Весь разговор пронижут (а может быть, продуют) две сквозных (а мо­жет быть, сквознячных) мысли. Первая — этимологическая и очень простая: слово «образование» рождено от слова «образ». Образовывать — зна­чит создавать образы, то есть лиц необщие выражения. А наши фабрики просвещения дымят трубами именно для того, чтобы всех обобщить, каждого обезличить, и это плохо. Вторая мысль гастрономична, стоматологична и выражена вопросительно: подчевать ли подряд любого академической пре­мудростью, если она одним не по вкусу, а другим не по зубам? Подлежит ли обжалованию и пересмотру высшая мера образования?

К сквозным мыслям сам собою, позванивая подковами, приближается эпиграф, взятый из моего любимого Жана Жироду:

«Прошла лошадь, воробьи ринулись за нею, воспламененные надеждой».

Смысл этой волшебной фразы в том, что каждый мечтает о своем.

Теперь пролог. Он, как это и положено, произносится Автором перед еще не поднятым занавесом. Всю дорогу, на всем пути слышу: «Что такое, как так? Зачем выдрючиваешься, почему не по-людски подступаешь к самым обычным предметам общего пользования? Извертелся, звереныш, в поисках личного мнения».

Вопрос понятен: иметь иль не иметь личную мнительность? Нужна ли собственная точка зрения, чтобы так вокруг нее вертеться? Не знаю. Раньше точно думал, что все любуются, не подавая вида, этими поворотами. Теперь вижу, что ошибался. Но выбор мал: или имей свою собственную точ­ку зрения, или она будет иметь тебя.

Перехожу к экспозиции. Вершины образования окутаны облаками и ту­манами университетской жизни, поэтому поведу разговор не обо всем, но об образовании в университетах с их особою судьбой в русской культуре.

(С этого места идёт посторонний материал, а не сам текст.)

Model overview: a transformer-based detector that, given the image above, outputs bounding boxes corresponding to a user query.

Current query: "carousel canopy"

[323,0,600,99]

Главную трудность университетского дела можно медицински обозна­чить как задержку кризиса. Наши университеты, почти по Жванецко-му, явно уже не раз хотели впасть в кризис, но при этом явно теряли сознание. А жаль, кризисы нужны здоровью. Кризисное состояние удосто- веряет принадлежность к действительности, способность ответить — пусть несколько разгоряченно — на ее вызовы. Кризис полирует кровь, ставит существование на ребро: или — или.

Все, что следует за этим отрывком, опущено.